LEITURA DE MUNDO, A HERANÇA DE PAULO FREIRE

Em 1981, na abertura do Congresso
Brasileiro de Leitura realizado em Campinas, SP, Paulo Freire apresentou o
texto/palestra “A importância do ato de ler”, enunciando sua preocupação com a
compreensão crítica da leitura, que deveria ir além da decodificação simples da
palavra e da linguagem escrita, buscando antecipar-se e alongar-se na inteligência
sobre o mundo. Essa busca, o educador chamou “Leitura do Mundo”.
Para Paulo Freire, a linguagem e a
realidade se prendem dinamicamente e a compreensão crítica do texto implica
percepção de relações entre texto e contexto.

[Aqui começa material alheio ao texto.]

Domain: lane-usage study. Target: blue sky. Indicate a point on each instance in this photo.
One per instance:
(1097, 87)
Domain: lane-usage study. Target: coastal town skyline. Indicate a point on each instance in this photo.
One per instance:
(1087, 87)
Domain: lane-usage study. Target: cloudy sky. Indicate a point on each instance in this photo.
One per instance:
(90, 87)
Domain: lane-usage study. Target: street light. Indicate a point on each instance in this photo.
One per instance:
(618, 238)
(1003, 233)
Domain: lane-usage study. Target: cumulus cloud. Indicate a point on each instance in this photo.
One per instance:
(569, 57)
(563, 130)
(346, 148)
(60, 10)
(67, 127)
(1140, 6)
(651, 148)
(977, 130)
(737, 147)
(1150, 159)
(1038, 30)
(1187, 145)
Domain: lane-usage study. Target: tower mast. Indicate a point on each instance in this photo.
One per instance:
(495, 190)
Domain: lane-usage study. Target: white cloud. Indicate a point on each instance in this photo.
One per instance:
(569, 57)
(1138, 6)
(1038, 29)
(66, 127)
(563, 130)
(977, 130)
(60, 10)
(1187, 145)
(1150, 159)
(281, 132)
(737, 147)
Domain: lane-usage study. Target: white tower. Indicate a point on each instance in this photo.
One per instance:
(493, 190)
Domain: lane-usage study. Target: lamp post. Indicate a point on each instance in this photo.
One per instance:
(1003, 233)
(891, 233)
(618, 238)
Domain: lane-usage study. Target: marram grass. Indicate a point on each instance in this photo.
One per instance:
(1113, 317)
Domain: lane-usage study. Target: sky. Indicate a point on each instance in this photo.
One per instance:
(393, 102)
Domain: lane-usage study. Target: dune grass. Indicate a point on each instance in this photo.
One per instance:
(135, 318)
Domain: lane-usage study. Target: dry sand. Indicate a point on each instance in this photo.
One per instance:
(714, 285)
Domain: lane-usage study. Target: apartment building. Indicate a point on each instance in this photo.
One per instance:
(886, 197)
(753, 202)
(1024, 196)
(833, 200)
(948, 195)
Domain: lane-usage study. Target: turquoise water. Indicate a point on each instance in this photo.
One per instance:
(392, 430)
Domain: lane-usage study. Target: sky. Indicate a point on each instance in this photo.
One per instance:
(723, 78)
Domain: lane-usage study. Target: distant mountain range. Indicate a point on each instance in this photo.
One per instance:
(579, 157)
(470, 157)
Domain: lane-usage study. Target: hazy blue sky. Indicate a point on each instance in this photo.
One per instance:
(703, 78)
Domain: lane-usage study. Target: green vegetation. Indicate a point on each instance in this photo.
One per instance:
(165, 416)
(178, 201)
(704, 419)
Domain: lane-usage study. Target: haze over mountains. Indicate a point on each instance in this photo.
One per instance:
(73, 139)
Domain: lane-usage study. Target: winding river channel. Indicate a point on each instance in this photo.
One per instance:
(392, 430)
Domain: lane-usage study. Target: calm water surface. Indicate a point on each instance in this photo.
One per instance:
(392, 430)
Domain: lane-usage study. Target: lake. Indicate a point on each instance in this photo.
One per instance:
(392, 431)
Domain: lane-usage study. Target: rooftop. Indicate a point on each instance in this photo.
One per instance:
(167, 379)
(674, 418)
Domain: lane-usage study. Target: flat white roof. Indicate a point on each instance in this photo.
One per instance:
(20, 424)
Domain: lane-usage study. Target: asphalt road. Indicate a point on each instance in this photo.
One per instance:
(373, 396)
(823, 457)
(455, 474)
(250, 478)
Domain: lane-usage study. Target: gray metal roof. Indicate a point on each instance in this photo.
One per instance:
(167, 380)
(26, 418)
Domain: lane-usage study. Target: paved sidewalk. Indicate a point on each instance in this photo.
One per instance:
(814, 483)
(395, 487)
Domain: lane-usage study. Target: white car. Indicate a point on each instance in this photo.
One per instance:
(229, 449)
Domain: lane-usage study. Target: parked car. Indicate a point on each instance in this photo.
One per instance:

Em ambos os casos, respeita-se
que a compreensão e a expressividade são o elemento humano em movimento e não a
dissecação do sistema da língua ou a captura da realidade bruta, sem
inteligência... O raciocínio do educador se harmoniza com o do sociolinguísta
russo Mikhail Bakhtin (1895-1975), para quem o contato entre a significação
lingüística e a realidade concreta se dá nos enunciados da vida, sendo o que
provoca os lampejos da expressividade.
No escrito de 1981, Paulo Freire
sustenta que a Leitura do Mundo é anterior à leitura da palavra, vinda para
cada um da curiosidade, da aculturação e da decifração desde a infância. Em
outro texto, 10 anos depois da palestra no Congresso de Leitura de Campinas, em
diálogo com o físico e pesquisador em educação e antropologia Márcio D´Olne Campos, Paulo Freire pontua que “alfabetização
implica reconhecer o ponto de partida da leitura de mundo, implica pensar em
que níveis a leitura de mundo está se dando ou quais são os níveis de saber que
a leitura de mundo revela”.
Dessas considerações facilmente se
depreende dois erros insistentes do sistema de ensino praticado nas escolas:
abordar a alfabetização e a linguagem pelo formalismo das estruturas
gramaticais - como se a língua fosse petrificada -, e não explorar devidamente
os elos entre o que a criança está aprendendo na escola com o que apreende do
mundo. Tal equívoco – registrou-o Paulo Freire - impede a criança de trilhar em
si mesma o caminho da ingenuidade até a rigorosidade na leitura, enriquecendo a
experiência de ler. Impede também uma aprendizagem aberta à diversidade cultural
e a diversidade expressivo-cognitiva da arte. A leitura de mundo é exercício do
sujeito crítico, artístico e cidadão. É um vasto mundo educativo partindo da
noção deixada por Paulo Freire.
Sugestões de
leitura:
- “A importância do ato de ler”, de Paulo
Freire. Cortez Editora, São Paulo, 2006.
- “Pedagogia dos sonhos possíveis”, de Paulo
Freire. Editora Unesp, São Paulo, 2001.
- “Estética da criação verbal”, de Mikhail
Bakhtin. Editora Martins Fontes, São Paulo, 1997.